A key reason is the ongoing objections from the Traditional Owners, the Wangan and Jagalingou people, who have repeatedly refused to sign an Indigenous Land Use Agreement (ILUA) with Adani. Adani’s claims that they have a legitimate ILUA have been repeatedly challenged in court, and this is set to continue for some time yet.
Adani has obtained its leases through a legal override after the Traditional Owners refused to consent. Adani continues to pressure the Queensland government to extinguish the Traditional Owners’ land rights and transfer the freehold land title to Adani.
This is being resisted vigorously by the leadership of the Traditional Owners’ Council. Adani has been embroiled in controversy for many years for interfering with Indigenous peoples’ rights, overturning the decisions of the Wangan and Jagalingou Traditional Owners to reject the mine, and failing to achieve their free, prior and informed consent consistent with international laws and conventions.
Absent unambiguous Traditional Owner consent, in IEEFA’s view global financial institutions are extremely unlikely to provide financial support for this project, with most of the world’s largest financial institutions having signed up to the Equator Principles that aim to safeguard Traditional Owner rights.
Adani’s failure to secure Traditional Owner support took another major backward step in May 2018, when the Federal Court found that Adani paid over $2 million cash for wrongly authorised cultural heritage assessments for the Juru people at Abbot Point.
Reports include allegations of “secret payments by Adani” and the Juru representatives have now applied to the Queensland Government for a stop work order. This further undermines potential investor confidence in the Carmichael proposal, making financial close difficult while such issues remain unresolved.
When Adani tried but failed to secure Chinese government entity funding support in December 2017, many thought the Adani Group would walk away from the Carmichael project. With Carmichael’s official opening ceremony of October 2017 indefinitely postponed, international investors are increasingly wary of Adani Enterprises continuing to invest in this stranded asset, particularly with the Indian Government’s ambitious targets for renewable energy to replace the current reliance on expensive imported coal.
No new thermal coal mines is a strategy entirely consistent with Australia’s national interest. We need a political stop to this project, and one of the biggest obstacles has been that many politicians just don’t think they have to do anything about the Carmichael project.
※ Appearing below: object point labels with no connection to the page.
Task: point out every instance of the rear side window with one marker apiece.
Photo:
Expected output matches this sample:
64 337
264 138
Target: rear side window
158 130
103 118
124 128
Bottom line: Adani is committed and capable of getting its project up in-house, despite all the obvious hurdles for external finance.
Tim Buckley has written a number of reports for IEEFA on the Adani project. He is Australia’s foremost expert in Indian energy. It is worth following Tim on Twitter @TimBuckleyIEEFA if you would like to keep up with the latest in Adani, global energy markets and the remarkable revolution in renewables.
Editor’s note: For five years, we have written the Adani project will never proceed and still maintain this view. As the coal price slumped, it was simply not viable financially. At present spot prices however, as put by Tim, and with Gautam Adani struggling to feed his Indian power plants with low-priced coal, the case is more compelling now; financially at least.
Still, we believe it will not proceed for these reasons:
- thermal coal is at the top of its price cycle
- pressure from rival producers who naturally don’t want the price of Australia’s largest export crushed by tons of new supply
- heavy government subsidies
- high financial risk and banks reluctant to lend
- environmental destruction and trenchant opposition from environment groups.